The liquid in your container is now ready to drink. Enjoy the trip!

Growing San Pedro At Home

Growing San Pedro

The plant only needs water and some nutrients. San Pedro likes it warm and bright. The hills it usually grows on have nutrient-rich soil, so add some every now, but not too much, because after all it still is a cactus. When cultivating this cactus indoors, make sure it receives direct sunlight - the best place for it is a window sill on the south-side. On really hot days it will appreciate a bit of extra water.

If you grow from a cutting, you will have to dry it first - until its cutting wound has "healed" - and then let it root in the ground before it starts growing; this can take up to a year. Growing from seeds requires a lot of time and effort, but can be very rewarding!


History Of The San Pedro

Sacred Valley, Peru

The San Pedro cactus has been with us a long time. Being native to the Andes Mountain range, it is estimated that it has undergone continual shamanic use in Peru for over 3’000 years. The earliest depictions of the San Pedro cactus can be found in an ancient Chavín temple in the northern reaches of Peru, in which a mythical creature is shown holding the cactus – archaeologists have dated the drawing to roughly 1’300 BC! Backing up the notion was the discovery of a Chavín refuse site, which had archaeological remains of cigars made from San Pedro.
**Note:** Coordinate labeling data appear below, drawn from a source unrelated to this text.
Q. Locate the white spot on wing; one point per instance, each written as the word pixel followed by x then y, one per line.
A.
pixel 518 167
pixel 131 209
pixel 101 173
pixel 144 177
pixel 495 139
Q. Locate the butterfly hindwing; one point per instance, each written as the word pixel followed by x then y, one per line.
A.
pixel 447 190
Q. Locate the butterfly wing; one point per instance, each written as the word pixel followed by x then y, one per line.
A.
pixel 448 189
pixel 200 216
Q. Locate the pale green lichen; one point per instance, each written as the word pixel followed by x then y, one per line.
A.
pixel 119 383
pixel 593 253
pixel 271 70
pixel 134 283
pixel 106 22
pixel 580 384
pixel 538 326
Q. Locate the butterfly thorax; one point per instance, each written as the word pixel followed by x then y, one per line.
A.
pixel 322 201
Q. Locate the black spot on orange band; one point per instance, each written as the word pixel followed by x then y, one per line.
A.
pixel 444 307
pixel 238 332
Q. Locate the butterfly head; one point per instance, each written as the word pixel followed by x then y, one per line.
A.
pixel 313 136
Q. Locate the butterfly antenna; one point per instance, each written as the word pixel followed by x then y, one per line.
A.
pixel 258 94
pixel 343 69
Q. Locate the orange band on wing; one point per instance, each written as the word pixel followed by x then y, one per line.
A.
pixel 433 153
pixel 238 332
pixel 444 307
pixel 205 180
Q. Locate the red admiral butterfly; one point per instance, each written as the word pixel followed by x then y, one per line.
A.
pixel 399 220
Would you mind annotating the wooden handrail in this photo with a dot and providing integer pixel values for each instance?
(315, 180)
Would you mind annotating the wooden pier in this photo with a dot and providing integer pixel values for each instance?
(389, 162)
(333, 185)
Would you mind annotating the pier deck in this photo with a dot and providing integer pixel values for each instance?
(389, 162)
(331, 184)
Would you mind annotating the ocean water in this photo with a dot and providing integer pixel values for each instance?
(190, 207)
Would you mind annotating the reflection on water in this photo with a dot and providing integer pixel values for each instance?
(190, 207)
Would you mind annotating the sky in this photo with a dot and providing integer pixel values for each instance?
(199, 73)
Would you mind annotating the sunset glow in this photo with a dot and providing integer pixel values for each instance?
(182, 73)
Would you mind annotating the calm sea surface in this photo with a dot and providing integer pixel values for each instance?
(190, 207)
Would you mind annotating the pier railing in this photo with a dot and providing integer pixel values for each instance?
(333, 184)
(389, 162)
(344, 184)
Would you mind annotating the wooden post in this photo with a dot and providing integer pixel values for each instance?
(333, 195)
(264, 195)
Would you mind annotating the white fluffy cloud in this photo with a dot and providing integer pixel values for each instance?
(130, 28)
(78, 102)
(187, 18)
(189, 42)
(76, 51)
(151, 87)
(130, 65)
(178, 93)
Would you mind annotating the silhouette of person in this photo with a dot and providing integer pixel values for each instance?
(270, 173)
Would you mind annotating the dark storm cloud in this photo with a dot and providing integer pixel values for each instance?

In addition to being used for visionary shamanic practices, the San Pedro cactus was also used as a traditional medicine, which even Catholic missionaries grudgingly accepted as having healing properties. Christian Rätsch made the following remark in his writings:

“It is a plant with whose aid the devil is able to strengthen the Indians in their idolatry; those who drink its juice lose their senses and are as if dead; they are almost carried away by the drink and dream a thousand unusual things and believe that they are true. The juice is good against burning of the kidneys and, in small amounts, is also good against high fever, hepatitis, and burning in the bladder.”

Despite this disdain, the San Pedro cactus actually became named after a Christian saint, with many believing Saint Peter used the visions of the cactus to find the keys to heaven!

Fortunately, unlike other hallucinogens, the practice of using San Pedro for its psychoactive content remains as strong today as it ever was – for whatever reason, it largely managed to avoid the attention of Catholic settlers, which nearly wiped out the use of other hallucinogens in the region. It is even legal to possess in many countries, as long as it is not intended for consumption (but always check first!). In Peru, and among other traditional Southern American cultures, its use has evolved to keep up with the times, now also being used to treat such things like alcoholism and addiction.